In der jüngsten Sitzung des Görlitzer Kreistages, die das erste Mal nach der Kommunalwahl stattfand, entbrannten hitzige Debatten über die Zukunft der sorbischen Beauftragten-Stellen. Die rechtspopulistische AfD stellte einen Antrag, der die Umwandlung der Beauftragten für Gleichstellung, Integration und insbesondere für die sorbische Minderheit vorsah. Diese Frage entpuppte sich als zentraler Streitpunkt, der die Aufmerksamkeit der Domowina, dem Bund Lausitzer Sorben, auf sich zog.
Die AfD schlug vor, dass die Position des sorbischen Beauftragten von einem Mitarbeiter des Landratsamts übernommen werden sollte, während die Stelle für Integration und Teilhabe zukünftig ehrenamtlich besetzt werden könnte. Die Partei rechtfertigte diesen Schritt mit angeblichen Kosteneinsparungen. Doch die Resonanz auf diesen Vorschlag war deutlich: Der Antrag wurde mit einer klaren Mehrheit abgelehnt. Der Vorsitzende der Domowina, Dawid Statnik, äußerte sich zu diesem Vorstoß und kritisierte scharf die Haltung der AfD, er bezeichnete die geplanten Veränderungen als einen Angriff auf die Rechte der sorbischen Gemeinschaft. „Minderheitenpolitik darf niemals abhängig von der Kassenlage sein“, stellte er fest und warnte davor, die Bedürfnisse des sorbischen Volkes zu ignorieren.
Wahlen und politische Machtverhältnisse
Die jüngsten Kommunalwahlen haben der AfD nicht nur eine dominierende Stellung im Kreistag beschert, sondern auch ein gewisses Maß an Einfluss auf die politischen Entscheidungen in der Region gesichert. Mit einem Stimmenanteil von 36,1 Prozent steht die AfD mittlerweile ganz oben und übertrifft die CDU, die 23,6 Prozent erhielt. Von insgesamt 86 Sitzen im Kreistag haben sie nun 31 Sitze inne und haben damit das Sagen bei relevanten Abstimmungen.
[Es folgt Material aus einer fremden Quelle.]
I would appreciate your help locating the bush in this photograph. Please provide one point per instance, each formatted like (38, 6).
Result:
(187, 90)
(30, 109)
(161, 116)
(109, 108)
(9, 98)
Ein ähnliches Muster wie die Agitation der AfD im Kreistag Görlitz zeigt sich auch im benachbarten Bautzen. Dort entschied der Kreistag kürzlich auf Antrag der AfD die Position des Ausländerbeauftragten abzuschaffen. Diese Entscheidung wurde von der Mehrheit der Kreistagsmitglieder unterstützt, was ihrer politischen Agenda Mut gibt und die Sorgen um den Schutz der Rechte von Minderheiten weiter anheizt.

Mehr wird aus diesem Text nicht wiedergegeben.